Key Insights:
- Bithumb system flaws triggered a $40B Bitcoin transfer error during a promotional event.
- 17% Bitcoin price drop followed panic selling and forced liquidations on Bithumb.
- Regulators demand asset returns as oversight gaps face parliamentary scrutiny.
Bithumb has reported that system flaws led to a $40 billion error after an internal failure allowed the accidental transfer of 620,000 Bitcoin during a promotional event. The South Korean crypto exchange disclosed that serious weaknesses in its internal controls left its system vulnerable and unable to stop the mistaken transfer in real time.
The country’s second-largest virtual asset exchange stated it intended to distribute 620,000 won, worth about $426. Instead, it credited customers with 620,000 Bitcoin. The mistaken transfer exceeded Bithumb’s actual holdings by a wide margin, causing market disruption.
Chief Executive Officer Lee Jae-won told a parliamentary committee that the transfer equaled 15 times the exchange’s 42,000 Bitcoin reserves. He attributed the failure to a 24-hour processing delay that prevented balances from updating in real time.
Lee acknowledged that the crypto exchange lacked a system capable of blocking the transfer immediately. He also admitted that internal controls failed to match outgoing transfers against actual holdings.
Bithumb System Flaws and $40 Billion Error Lead to Regulatory Scrutiny
The Financial Supervisory Service confirmed that most of the Bitcoin has been retrieved. However, 1,786 Bitcoins were sold within minutes before Bithumb froze affected accounts.
Regulators said customers who sold the Bitcoin must return them. In addition, the authorities noted that some users transferred proceeds to personal bank accounts, while others exchanged the assets for different tokens.
Lee said the crypto exchange had internally reversed 99.7% of the erroneous ledger entries. The exchange is now engaging about 80 customers who withdrew funds and is asking them to voluntarily return the equivalent in Korean won.
Following the updates, members of parliament voiced concern over oversight failures in the South Korean virtual asset market. Lawmakers said stronger interconnected systems are necessary to ensure that ledger balances match actual holdings in real time.

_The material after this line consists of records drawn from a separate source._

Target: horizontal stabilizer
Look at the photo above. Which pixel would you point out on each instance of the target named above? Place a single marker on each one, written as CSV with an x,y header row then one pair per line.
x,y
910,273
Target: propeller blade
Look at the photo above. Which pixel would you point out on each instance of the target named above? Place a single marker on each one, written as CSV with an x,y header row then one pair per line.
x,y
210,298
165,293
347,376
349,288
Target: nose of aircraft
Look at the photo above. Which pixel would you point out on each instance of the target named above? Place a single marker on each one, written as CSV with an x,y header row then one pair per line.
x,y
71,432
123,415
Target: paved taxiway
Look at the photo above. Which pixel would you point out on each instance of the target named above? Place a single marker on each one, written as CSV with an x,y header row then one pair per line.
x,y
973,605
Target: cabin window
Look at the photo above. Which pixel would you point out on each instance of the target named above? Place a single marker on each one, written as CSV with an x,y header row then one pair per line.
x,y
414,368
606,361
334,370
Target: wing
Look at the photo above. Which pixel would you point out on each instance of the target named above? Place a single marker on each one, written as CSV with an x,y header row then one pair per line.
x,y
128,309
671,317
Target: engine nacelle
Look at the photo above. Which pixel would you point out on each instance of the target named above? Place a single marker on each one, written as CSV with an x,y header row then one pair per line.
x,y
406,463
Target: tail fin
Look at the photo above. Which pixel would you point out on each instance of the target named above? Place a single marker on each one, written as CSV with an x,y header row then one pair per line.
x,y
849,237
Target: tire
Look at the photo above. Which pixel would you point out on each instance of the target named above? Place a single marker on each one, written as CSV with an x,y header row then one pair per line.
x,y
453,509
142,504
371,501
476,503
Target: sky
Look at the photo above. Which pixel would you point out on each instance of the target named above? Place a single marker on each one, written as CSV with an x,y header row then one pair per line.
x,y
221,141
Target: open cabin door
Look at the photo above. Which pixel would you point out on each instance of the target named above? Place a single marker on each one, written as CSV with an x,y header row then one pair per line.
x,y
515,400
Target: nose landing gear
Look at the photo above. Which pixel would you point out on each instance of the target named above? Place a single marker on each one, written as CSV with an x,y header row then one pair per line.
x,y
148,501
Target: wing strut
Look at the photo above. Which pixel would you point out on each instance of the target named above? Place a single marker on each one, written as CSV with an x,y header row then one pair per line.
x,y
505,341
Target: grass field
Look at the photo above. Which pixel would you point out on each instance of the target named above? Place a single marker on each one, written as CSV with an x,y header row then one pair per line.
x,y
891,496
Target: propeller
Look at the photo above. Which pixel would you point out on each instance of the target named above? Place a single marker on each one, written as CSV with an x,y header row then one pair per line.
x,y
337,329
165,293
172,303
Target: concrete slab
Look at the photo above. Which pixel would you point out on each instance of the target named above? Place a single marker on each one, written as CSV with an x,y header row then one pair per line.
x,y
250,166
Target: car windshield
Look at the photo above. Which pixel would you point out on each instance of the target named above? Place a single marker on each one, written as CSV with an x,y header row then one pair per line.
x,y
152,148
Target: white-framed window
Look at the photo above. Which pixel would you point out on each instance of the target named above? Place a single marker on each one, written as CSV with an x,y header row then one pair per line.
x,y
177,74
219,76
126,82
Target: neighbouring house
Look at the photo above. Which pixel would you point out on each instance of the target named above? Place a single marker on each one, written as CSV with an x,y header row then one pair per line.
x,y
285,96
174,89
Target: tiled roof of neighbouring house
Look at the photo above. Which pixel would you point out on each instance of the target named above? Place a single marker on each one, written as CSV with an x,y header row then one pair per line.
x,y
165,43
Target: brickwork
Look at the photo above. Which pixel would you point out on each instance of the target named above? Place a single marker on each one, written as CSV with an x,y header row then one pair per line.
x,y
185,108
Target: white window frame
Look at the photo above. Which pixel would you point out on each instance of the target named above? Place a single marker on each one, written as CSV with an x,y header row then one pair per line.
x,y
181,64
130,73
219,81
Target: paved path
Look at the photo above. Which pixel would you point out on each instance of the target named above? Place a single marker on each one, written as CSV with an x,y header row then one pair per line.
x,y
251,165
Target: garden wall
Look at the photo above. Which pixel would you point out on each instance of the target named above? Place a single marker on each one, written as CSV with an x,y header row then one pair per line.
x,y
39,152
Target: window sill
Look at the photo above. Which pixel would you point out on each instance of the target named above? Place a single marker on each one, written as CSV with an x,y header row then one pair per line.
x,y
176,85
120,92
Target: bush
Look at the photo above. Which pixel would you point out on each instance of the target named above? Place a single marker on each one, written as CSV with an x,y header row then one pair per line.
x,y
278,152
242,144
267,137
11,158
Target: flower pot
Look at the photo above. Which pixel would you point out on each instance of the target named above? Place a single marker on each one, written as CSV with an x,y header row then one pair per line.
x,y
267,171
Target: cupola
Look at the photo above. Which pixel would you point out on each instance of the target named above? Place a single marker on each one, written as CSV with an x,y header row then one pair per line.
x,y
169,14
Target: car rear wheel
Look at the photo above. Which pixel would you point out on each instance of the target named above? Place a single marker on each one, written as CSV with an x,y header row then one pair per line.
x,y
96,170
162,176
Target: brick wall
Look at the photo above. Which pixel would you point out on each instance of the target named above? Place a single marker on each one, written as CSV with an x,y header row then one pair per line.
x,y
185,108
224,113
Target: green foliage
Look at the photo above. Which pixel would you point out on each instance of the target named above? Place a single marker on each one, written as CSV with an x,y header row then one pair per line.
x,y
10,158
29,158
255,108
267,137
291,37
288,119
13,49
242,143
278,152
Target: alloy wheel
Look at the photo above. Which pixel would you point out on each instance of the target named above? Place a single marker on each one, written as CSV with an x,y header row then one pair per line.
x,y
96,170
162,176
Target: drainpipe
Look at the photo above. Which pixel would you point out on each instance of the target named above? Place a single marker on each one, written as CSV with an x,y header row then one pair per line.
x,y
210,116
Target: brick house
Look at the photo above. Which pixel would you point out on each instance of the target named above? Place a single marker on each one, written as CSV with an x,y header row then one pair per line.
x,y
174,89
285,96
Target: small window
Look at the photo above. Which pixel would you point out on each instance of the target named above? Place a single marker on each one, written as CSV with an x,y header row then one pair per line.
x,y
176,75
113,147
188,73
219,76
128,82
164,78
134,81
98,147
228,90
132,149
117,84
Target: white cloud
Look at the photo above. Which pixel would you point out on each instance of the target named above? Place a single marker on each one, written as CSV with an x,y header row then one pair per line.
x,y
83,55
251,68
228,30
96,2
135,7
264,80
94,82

Financial Supervisory Service Governor Lee Chan-jin said he believes the virtual currency market should be subject to the same oversight as banks. However, he stated that current laws do not allow that level of regulation.
Bithumb stated that the incident did not involve hacking or an external security breach. The exchange said the failure originated from internal ledger management processes.
The company also confirmed that it stores asset data in internal ledgers rather than directly on-chain. Unlike blockchain confirmations, those ledgers function similarly to spreadsheets and update with delays.
Bitcoin Price Drop and Liquidations Follow Bithumb Error
The mistaken transfer led to a 17% decline in Bitcoin prices on Bithumb’s platform. In the 35 minutes before the exchange froze accounts, 86 users sold approximately 1,788 Bitcoin.
The sudden selling pressure caused a temporary price disruption on the platform. Lee described “panic selling” as one of the primary areas of damage. In addition to this sentiment, more than 30 users who pledged Bitcoin as collateral were forced to liquidate. Automated margin calls were activated during the price decline.
Lee disclosed that the exchange is reviewing both panic selling and liquidation losses as potential targets for relief from damages. However, the company has not outlined specific compensation terms.
The crypto exchange concluded by issuing a public apology, noting that it will redesign its asset payment process. The company pledged to strengthen internal control systems to prevent a recurrence.